Читаем The Sweetness at the Bottom of the Pie полностью

What intrigued me more than anything was finding out the way in which everything, all of creation—all of it!—was held together by invisible chemical bonds, and I found a strange, inexplicable comfort in knowing that somewhere, even though we couldn't see it in our own world, there was real stability.

I didn't make the obvious connection at first, between the book and the abandoned laboratory I had discovered as a child. But when I did, my life came to life—if that makes any sense.

Here in Uncle Tar's lab, row on row, were the chemistry books he had so lovingly assembled, and I soon discovered that with a little effort most of them were not too far beyond my understanding.

Simple experiments came next, and I tried to remember to follow instructions to the letter. Not to say that there weren't a few stinks and explosions, but the less said about those the better.

As time went on, my notebooks grew fatter. My work was becoming ever more sophisticated as the mysteries of Organic Chemistry revealed themselves to me, and I rejoiced in my newfound knowledge of what could be extracted so easily from nature.

My particular passion was poison.

I SLASHED AWAY at the foliage with a bamboo walking stick pinched from an elephant-foot umbrella stand in the front hall. Back here in the kitchen garden, the high redbrick walls had not yet let in the warming sun; everything was still sodden from the rain that had fallen in the night.

Making my way through the debris of last year's uncut grass, I poked along the bottom of the wall until I found what I was looking for: a patch of bright leaves whose scarlet gloss made their three-leaved clusters easy to spot among the other vines. Pulling on a pair of cotton gardening gloves that had been tucked into my belt, and launching into a loudly whistled rendition of “Bibbidi-Bobbidi-Boo,” I went to work.

Later, in the safety of my sanctum sanctorum, my Holy of Holies—I had come across that delightful phrase in a biography of Thomas Jefferson and adopted it as my own—I stuffed the colorful leaves into a glass retort, taking care not to remove my gloves until their shiny foliage was safely tamped down. Now came the part I loved.

Stoppering the retort, I connected it on one side to a flask in which water was already boiling, and on the other to a coiled glass condensing tube whose open end hung suspended over an empty beaker. With the water bubbling furiously, I watched as the steam found its way through the tubing and escaped into the flask among the leaves. Already they were beginning to curl and soften as the hot vapor opened the tiny pockets between their cells, releasing the oils that were the essence of the living plant.

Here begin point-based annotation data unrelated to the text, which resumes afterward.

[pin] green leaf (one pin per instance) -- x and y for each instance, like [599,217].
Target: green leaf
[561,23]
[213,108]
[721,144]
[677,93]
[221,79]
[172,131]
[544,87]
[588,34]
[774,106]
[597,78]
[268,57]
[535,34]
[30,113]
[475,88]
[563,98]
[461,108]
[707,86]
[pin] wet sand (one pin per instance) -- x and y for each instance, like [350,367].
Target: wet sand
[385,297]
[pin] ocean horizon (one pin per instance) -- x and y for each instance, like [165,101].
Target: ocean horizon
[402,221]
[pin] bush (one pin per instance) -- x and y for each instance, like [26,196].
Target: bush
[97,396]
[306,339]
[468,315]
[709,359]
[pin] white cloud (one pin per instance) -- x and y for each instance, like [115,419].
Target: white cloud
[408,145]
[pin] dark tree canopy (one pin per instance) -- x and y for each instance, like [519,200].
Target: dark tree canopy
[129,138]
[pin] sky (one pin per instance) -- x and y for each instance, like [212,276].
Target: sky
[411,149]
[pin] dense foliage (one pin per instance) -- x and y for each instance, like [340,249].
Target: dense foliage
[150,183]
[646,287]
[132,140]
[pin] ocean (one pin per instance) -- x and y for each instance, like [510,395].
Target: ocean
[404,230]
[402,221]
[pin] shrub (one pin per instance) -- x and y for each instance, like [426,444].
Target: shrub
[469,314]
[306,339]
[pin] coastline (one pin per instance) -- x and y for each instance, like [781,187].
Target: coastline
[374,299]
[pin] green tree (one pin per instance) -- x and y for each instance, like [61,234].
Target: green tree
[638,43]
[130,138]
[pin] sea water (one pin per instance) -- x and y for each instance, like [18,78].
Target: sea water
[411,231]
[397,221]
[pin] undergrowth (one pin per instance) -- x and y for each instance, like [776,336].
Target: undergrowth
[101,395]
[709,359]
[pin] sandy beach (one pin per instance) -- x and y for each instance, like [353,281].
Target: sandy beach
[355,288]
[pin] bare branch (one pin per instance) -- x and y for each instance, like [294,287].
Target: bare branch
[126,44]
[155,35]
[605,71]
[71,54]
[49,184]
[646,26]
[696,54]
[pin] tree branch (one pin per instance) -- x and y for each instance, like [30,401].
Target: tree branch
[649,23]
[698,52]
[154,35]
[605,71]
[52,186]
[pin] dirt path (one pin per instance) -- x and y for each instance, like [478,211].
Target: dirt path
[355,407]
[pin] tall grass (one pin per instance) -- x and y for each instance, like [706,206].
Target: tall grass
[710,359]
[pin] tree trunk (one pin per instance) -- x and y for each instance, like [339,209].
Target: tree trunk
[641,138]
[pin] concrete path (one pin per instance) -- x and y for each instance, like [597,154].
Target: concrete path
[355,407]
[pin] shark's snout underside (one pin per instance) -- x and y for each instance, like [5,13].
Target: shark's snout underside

This was the way the ancient alchemists had practiced their art: fire and steam, steam and fire. Distillation.

How I loved this work.

Distillation. I said it aloud. “Dis-till-ation!”

I looked on in awe as the steam cooled and condensed in the coil, and wrung my hands in ecstasy as the first limpid drop of liquid hung suspended, then dropped with an audible plop! into the waiting receptacle.

When the water had boiled away and the operation was complete, I turned off the flame and cupped my chin in my palms to watch with fascination as the fluid in the beaker settled out into two distinct layers: the clear distilled water on the bottom, a liquid of a light yellow hue floating on top. This was the essential oil of the leaves. It was called urushiol and had been used, among other things, in the manufacture of lacquer.

Digging into the pocket of my sweater, I pulled out a shiny gold tube. I removed its cap, and couldn't help smiling as a red tip was revealed. Ophelia's lipstick, purloined from the drawer of her dressing table, along with the pearls and the Mint Imperials. And Feely—Miss Snotrag—hadn't even noticed it was gone.

Remembering the mints, I popped one into my mouth, crushing the sweet noisily between my molars.

The core of lipstick came out easily enough, and I relit the spirit lamp. Only a gentle heat was required to reduce the waxy stuff to a sticky mass. If Feely only knew that lipstick was made of fish scales, I thought, she might be a little less eager to slather the stuff all over her mouth. I must remember to tell her. I grinned. Later.

With a pipette I drew off a few millimeters of the distilled oil that floated in the beaker and then, drop by drop, dripped it gently into the ooze of the melted lipstick, giving the mixture a vigorous stir with a wooden tongue depressor.

Too thin, I thought. I fetched down a jar and added a dollop of beeswax to restore it to its former consistency.

Time for the gloves again—and for the iron bullet mold I had pinched from Buckshaw's really quite decent firearm museum.

Odd, isn't it, that a charge of lipstick is precisely the size of a .45 caliber slug. A useful bit of information, really. I'd have to remember to think of its wider ramifications tonight when I was tucked safely into my bed. Right now, I was far too busy.